SWWIM sustains and celebrates women poets by connecting creatives across generations and by curating a living archive of contemporary poetry, while solidifying Miami as a nexus for the literary arts.

Our Bodies a Bulb in the Cold (A Cento) by Devon Balwitt

Wintering in a dark without windows,

it is Tate and Lyle we live on, instead of flowers.

We ball in a mass,

Black

Mind against all that white,

 

solitary confinement our Bodhi Tree,

isolation our mountain, doing hole-time

like retreating to the wilderness,

everything of value

carried without hands.

 

We chose to swim by turning

inward, a depth in our being

we can tap into.
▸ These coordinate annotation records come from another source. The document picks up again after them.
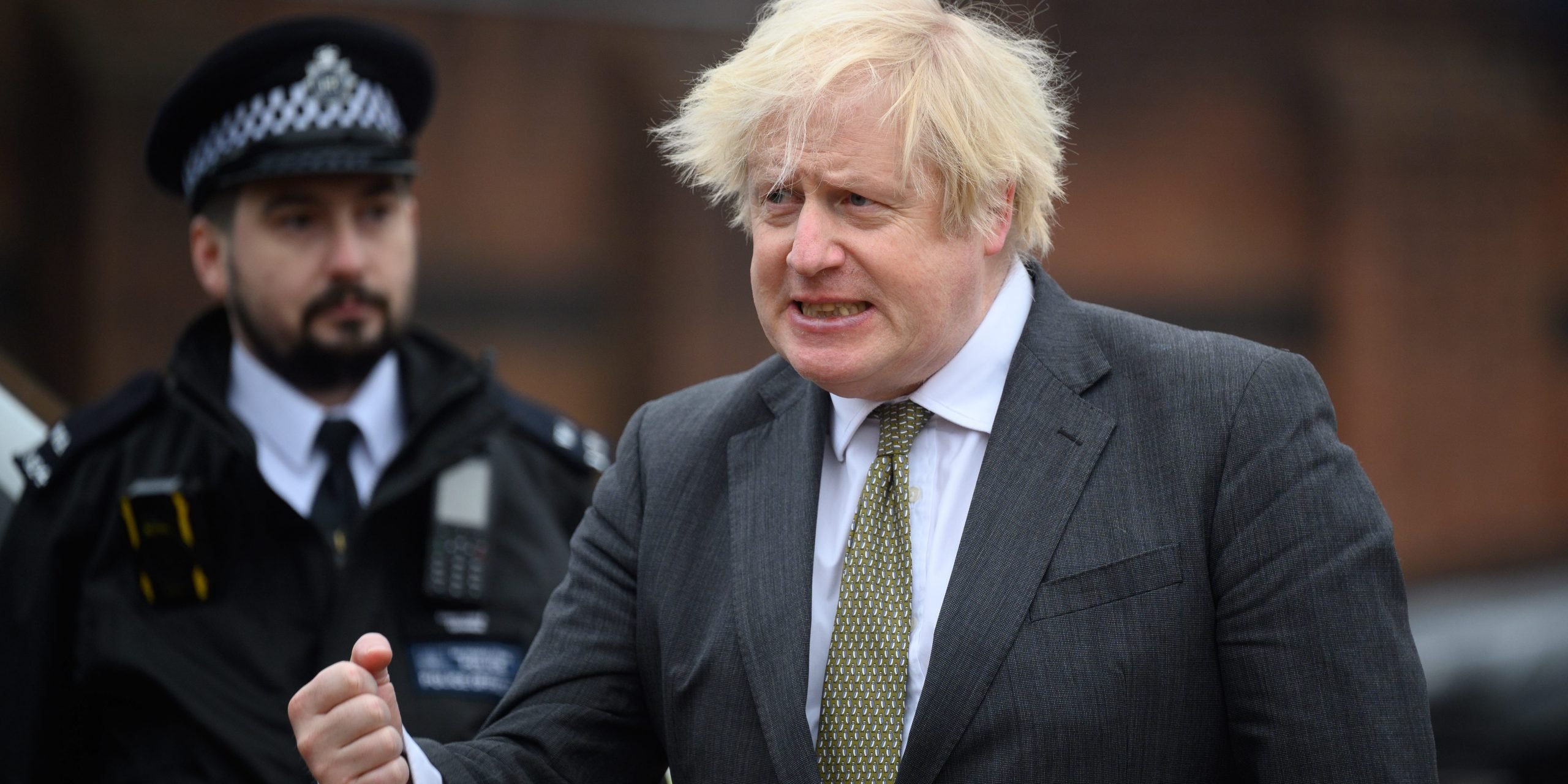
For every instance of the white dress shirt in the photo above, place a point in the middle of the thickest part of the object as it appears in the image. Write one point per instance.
(944, 465)
(284, 424)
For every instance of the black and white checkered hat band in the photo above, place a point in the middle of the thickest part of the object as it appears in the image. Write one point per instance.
(290, 110)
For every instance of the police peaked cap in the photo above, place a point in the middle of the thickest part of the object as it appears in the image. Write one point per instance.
(301, 96)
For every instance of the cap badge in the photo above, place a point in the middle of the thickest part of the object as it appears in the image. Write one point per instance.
(328, 77)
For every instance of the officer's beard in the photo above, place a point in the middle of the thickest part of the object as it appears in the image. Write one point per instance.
(311, 366)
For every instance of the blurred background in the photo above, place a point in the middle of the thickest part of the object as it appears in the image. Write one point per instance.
(1381, 186)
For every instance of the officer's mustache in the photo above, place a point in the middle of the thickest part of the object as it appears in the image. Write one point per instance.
(341, 292)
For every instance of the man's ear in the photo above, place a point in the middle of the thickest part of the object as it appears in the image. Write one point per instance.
(209, 251)
(1003, 223)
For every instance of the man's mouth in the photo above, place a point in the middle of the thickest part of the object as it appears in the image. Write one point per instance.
(832, 309)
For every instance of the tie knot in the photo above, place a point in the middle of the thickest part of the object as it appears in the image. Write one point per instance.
(899, 424)
(336, 436)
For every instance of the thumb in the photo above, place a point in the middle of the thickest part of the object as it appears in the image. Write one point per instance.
(374, 653)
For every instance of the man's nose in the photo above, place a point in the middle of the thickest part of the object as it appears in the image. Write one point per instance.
(816, 245)
(347, 253)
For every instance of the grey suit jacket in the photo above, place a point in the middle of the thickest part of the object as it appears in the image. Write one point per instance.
(1172, 571)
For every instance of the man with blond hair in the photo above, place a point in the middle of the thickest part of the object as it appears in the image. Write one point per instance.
(962, 527)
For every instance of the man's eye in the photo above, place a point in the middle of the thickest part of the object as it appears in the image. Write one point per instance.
(297, 222)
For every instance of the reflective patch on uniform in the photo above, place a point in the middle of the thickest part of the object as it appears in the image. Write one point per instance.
(463, 622)
(466, 668)
(59, 438)
(597, 451)
(565, 433)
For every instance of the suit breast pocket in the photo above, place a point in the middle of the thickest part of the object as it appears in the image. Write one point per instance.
(1133, 576)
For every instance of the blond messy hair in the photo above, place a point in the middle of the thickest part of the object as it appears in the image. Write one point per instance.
(973, 99)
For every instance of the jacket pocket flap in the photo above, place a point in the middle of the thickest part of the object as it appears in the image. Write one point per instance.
(1131, 576)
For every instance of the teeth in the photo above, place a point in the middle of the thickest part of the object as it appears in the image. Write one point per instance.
(825, 309)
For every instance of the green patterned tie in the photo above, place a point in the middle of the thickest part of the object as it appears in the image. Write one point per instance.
(861, 726)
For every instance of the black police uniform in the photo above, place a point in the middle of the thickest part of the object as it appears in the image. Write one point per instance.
(108, 682)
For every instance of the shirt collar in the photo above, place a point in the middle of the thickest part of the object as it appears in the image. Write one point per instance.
(287, 421)
(968, 390)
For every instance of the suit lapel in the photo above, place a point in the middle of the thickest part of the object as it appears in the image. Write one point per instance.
(775, 471)
(1043, 446)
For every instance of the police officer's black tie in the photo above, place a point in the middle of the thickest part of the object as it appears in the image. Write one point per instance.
(336, 499)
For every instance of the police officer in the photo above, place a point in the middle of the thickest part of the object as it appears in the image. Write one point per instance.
(201, 543)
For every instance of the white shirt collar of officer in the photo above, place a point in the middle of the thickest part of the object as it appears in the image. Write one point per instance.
(287, 421)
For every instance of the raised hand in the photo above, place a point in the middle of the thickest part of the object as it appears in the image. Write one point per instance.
(347, 723)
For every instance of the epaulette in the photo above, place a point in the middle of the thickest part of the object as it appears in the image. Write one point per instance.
(573, 441)
(85, 426)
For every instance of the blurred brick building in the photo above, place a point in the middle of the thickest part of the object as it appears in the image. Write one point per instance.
(1379, 186)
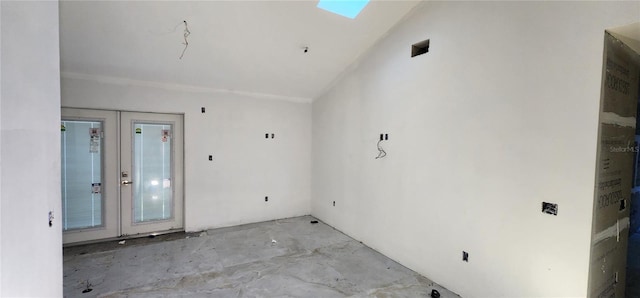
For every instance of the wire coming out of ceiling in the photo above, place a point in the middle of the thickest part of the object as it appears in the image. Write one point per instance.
(186, 34)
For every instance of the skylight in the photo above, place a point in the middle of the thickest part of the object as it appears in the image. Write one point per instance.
(345, 8)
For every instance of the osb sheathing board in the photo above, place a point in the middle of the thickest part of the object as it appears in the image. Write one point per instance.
(616, 152)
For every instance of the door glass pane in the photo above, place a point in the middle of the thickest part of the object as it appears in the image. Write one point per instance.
(153, 192)
(81, 174)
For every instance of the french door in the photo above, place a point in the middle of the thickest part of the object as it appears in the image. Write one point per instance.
(122, 174)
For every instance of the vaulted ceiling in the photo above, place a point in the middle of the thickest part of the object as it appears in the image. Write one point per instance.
(243, 46)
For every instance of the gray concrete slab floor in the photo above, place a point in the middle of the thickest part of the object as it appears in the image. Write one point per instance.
(305, 260)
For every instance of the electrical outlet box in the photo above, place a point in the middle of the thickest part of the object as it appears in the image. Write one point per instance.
(550, 208)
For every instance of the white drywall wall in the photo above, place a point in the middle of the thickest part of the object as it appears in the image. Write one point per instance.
(31, 251)
(246, 166)
(499, 116)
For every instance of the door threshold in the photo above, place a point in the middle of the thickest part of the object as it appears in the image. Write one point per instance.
(132, 239)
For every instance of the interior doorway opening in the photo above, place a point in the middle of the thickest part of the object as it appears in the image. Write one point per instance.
(613, 268)
(122, 174)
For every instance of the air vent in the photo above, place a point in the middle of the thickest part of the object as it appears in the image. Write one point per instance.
(420, 48)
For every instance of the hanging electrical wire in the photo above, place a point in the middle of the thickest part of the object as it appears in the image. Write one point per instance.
(381, 152)
(186, 34)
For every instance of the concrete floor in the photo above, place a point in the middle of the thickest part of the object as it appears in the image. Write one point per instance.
(306, 260)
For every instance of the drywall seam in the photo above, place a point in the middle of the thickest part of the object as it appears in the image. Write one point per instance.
(347, 70)
(178, 87)
(612, 231)
(613, 118)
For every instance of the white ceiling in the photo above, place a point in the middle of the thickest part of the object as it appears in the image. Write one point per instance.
(234, 46)
(629, 34)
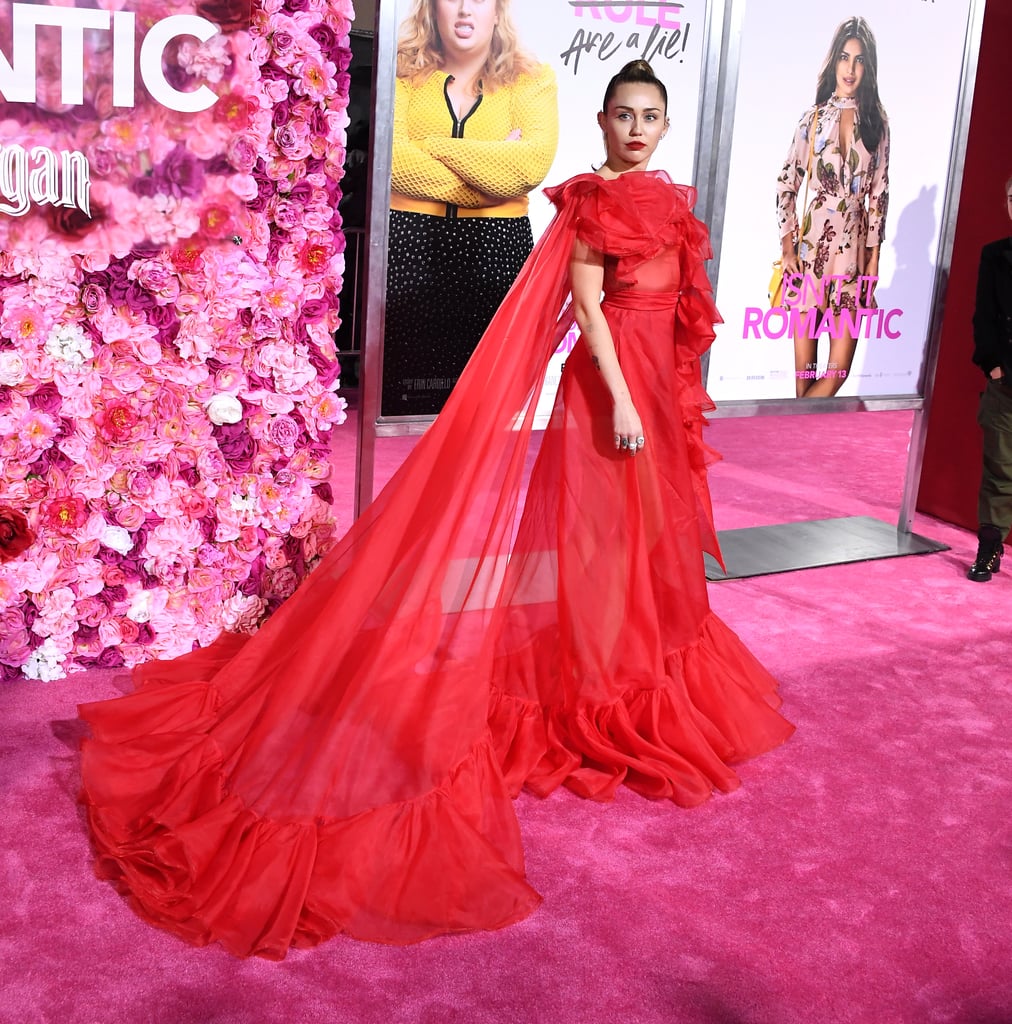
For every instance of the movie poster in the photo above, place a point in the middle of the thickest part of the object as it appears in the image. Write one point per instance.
(446, 280)
(876, 190)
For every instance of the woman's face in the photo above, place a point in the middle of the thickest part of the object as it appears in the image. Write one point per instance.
(466, 27)
(849, 68)
(633, 124)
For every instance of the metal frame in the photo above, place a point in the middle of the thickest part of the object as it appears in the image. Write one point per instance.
(724, 94)
(378, 204)
(919, 432)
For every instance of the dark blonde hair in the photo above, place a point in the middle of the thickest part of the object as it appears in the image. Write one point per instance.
(638, 72)
(869, 107)
(420, 48)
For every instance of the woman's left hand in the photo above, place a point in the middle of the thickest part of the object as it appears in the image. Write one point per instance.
(628, 428)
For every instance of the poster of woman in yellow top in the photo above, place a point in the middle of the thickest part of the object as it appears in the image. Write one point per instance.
(475, 129)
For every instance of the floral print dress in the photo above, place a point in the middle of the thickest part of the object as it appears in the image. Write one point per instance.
(848, 197)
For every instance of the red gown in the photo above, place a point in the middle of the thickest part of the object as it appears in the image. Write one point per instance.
(350, 767)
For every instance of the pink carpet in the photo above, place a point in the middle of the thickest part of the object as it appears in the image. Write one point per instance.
(862, 872)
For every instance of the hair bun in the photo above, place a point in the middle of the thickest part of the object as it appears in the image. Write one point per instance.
(639, 66)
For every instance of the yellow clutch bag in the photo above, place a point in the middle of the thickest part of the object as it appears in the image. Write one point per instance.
(775, 290)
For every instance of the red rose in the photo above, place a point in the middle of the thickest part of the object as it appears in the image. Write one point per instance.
(15, 535)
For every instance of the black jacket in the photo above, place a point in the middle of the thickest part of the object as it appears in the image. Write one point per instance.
(993, 313)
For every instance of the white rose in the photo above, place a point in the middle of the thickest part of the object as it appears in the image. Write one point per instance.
(118, 539)
(45, 663)
(224, 409)
(12, 370)
(140, 607)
What

will they taste of,

our Christmas Roses?

 

 

(sutured from Sylvia Plath’s “Wintering” and Craig Ross & Steve Champion’s “Everything of Value You Must Carry Without Hands”)


Devon Balwit teaches in Portland, OR. She has six chapbooks and two collections out or forthcoming: How the Blessed Travel (Maverick Duck Press); Forms Most Marvelous (dancing girl press); In Front of the Elements (Grey Borders Books); Where You Were Going Never Was (Grey Borders Books); The Bow Must Bear the Brunt (Red Flag Poetry); We are Procession, Seismograph (Nixes Mate Books), Risk Being/ Complicated (with the Canadian artist Lorette C. Luzajic); and Motes at Play in the Halls of Light (Kelsay Books). Her individual poems can be found in Cordite, The Cincinnati Review, The Carolina Quarterly, Fifth Wednesday, Red Earth Review, The Fourth River, The Free State Review, Rattle, The Inflectionist Review, Posit, and more.